PIKE, Albert (1809-1891). Prose Sketches and Poems, Written in the Western Country. Boston: Light & Horton, 1834.

$ 2,800.00

8vo., bound in 6’s (7 3/8 x 4 ¾ inches). (Expert marginal repair to page 103/104 not affecting the text; light spotting throughout). Fine folding engraved map of “Mexico and Guatimala” with original hand coloring in full. Original dark green moiré cloth, with title stamped in gilt on spine (rebacked preserving the remains of the original spine, endpapers renewed).

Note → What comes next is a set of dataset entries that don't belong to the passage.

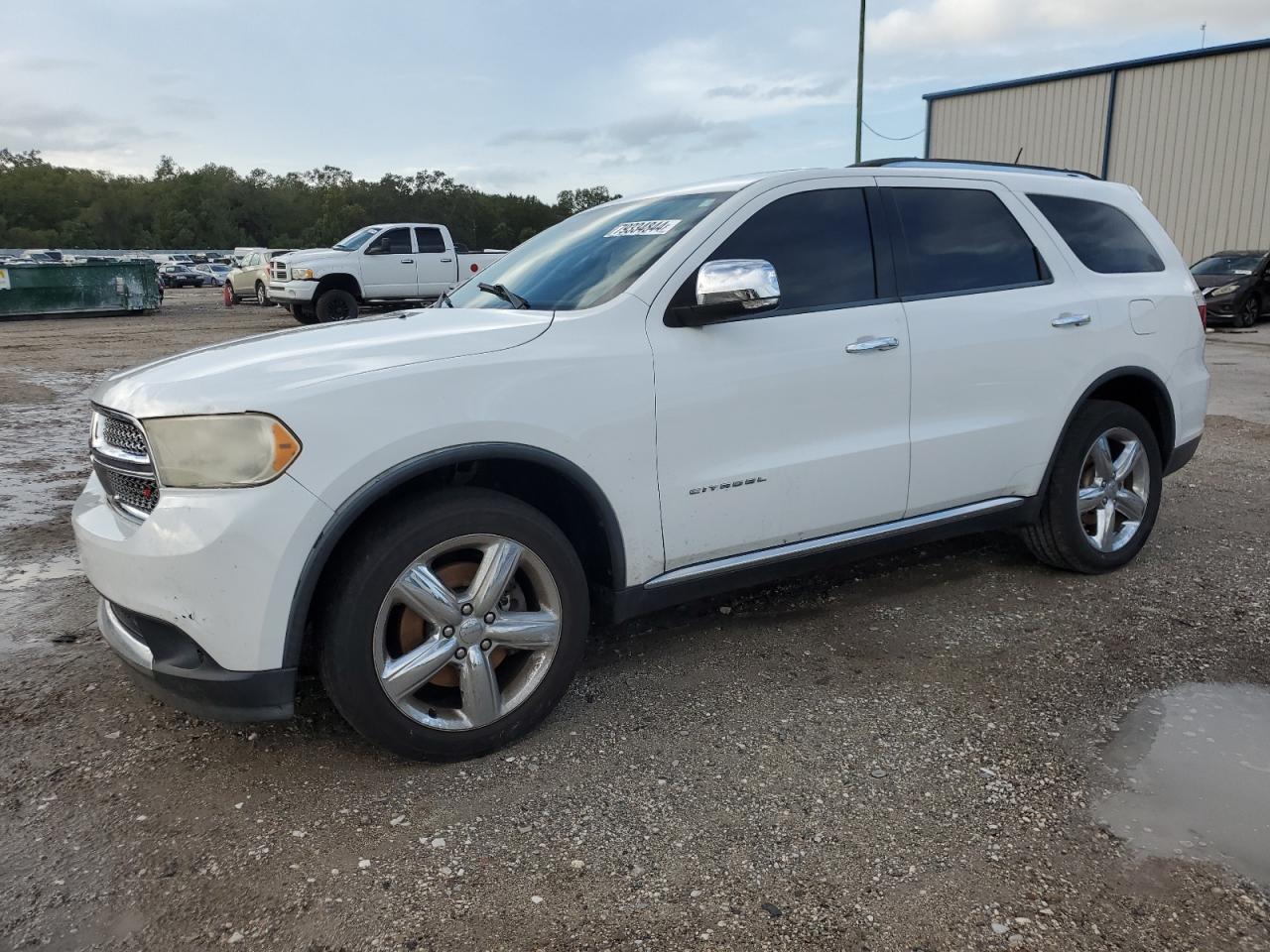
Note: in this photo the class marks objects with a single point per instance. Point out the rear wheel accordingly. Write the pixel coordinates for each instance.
(336, 304)
(454, 626)
(1102, 495)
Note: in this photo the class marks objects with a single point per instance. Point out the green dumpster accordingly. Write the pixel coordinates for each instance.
(89, 289)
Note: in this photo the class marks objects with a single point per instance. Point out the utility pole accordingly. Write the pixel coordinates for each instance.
(860, 81)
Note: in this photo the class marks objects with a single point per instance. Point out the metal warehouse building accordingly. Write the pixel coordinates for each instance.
(1191, 131)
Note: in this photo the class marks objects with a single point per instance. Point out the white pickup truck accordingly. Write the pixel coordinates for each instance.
(398, 262)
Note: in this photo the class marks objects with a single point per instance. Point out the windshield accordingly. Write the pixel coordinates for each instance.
(592, 257)
(1228, 264)
(356, 240)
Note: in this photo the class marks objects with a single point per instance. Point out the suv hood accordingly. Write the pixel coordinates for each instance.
(253, 373)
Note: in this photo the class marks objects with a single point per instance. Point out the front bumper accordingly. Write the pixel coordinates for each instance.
(293, 291)
(169, 664)
(218, 566)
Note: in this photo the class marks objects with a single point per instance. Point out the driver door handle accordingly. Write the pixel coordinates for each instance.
(866, 345)
(1071, 320)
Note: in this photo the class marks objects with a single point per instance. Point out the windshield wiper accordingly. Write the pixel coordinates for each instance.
(509, 296)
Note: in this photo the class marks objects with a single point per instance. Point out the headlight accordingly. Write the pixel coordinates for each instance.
(232, 449)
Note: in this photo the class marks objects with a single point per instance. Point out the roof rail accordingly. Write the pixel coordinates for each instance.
(915, 163)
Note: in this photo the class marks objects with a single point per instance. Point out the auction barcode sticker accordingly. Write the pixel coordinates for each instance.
(643, 227)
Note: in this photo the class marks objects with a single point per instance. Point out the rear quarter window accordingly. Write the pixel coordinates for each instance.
(1100, 235)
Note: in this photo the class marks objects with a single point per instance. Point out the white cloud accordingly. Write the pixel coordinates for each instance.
(966, 26)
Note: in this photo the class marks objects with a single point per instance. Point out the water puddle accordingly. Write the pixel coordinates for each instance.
(19, 576)
(1193, 771)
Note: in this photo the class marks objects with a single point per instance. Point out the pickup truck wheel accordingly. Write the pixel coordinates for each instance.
(336, 306)
(453, 626)
(1103, 492)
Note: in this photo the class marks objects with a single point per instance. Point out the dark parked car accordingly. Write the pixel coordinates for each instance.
(1236, 286)
(180, 276)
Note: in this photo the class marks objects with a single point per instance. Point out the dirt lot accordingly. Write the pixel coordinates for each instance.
(902, 754)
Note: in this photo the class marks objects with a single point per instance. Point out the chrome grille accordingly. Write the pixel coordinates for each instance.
(123, 434)
(121, 458)
(134, 494)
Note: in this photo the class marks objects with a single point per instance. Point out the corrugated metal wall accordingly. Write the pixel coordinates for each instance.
(1192, 136)
(1058, 123)
(1194, 139)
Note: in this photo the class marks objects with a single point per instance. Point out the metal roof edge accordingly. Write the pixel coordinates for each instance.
(1106, 67)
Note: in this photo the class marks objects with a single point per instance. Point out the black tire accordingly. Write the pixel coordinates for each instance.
(381, 549)
(336, 304)
(1058, 537)
(1248, 315)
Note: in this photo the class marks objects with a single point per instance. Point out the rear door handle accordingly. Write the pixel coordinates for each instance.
(866, 345)
(1072, 320)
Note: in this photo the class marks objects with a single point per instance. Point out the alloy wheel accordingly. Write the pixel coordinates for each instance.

First edition. “Pike was one of the first Anglo-American authors to use the Southwest as a setting for his writings” (Plains & Rockies IV:50). “This seems to be the first published account of a journey in modern times across the Texas Panhandle. It is an unusual book by an unusual man, who besides hunting for furs on the Plains, wrote poetry and was later a leading lawyer of the Southwest” (Streeter 1150). This copy includes a beautiful map of "Mexico and Guatimala," originally published in Grigg’s American School Atlas (1830), tipped in before page 105, which is unrelated to the text. Though born in Boston, Pike set out for the West in 1831, stopping in St. Louis; Independence, Missouri; Taos, New Mexico; Texas; and Fort Smith, Arkansas, with much of his journey on foot. He eventually settled in Arkansas in 1833, becoming a teacher and journalist before being admitted to the bar in 1837. Pike fought in both the Mexican-American War and the Civil War, siding with the Confederacy. He was appointed as Confederate Envoy to the Native Americans, and negotiated a number of treaties during his tenure, the most important of which with Cherokee Chief John Ross in 1861.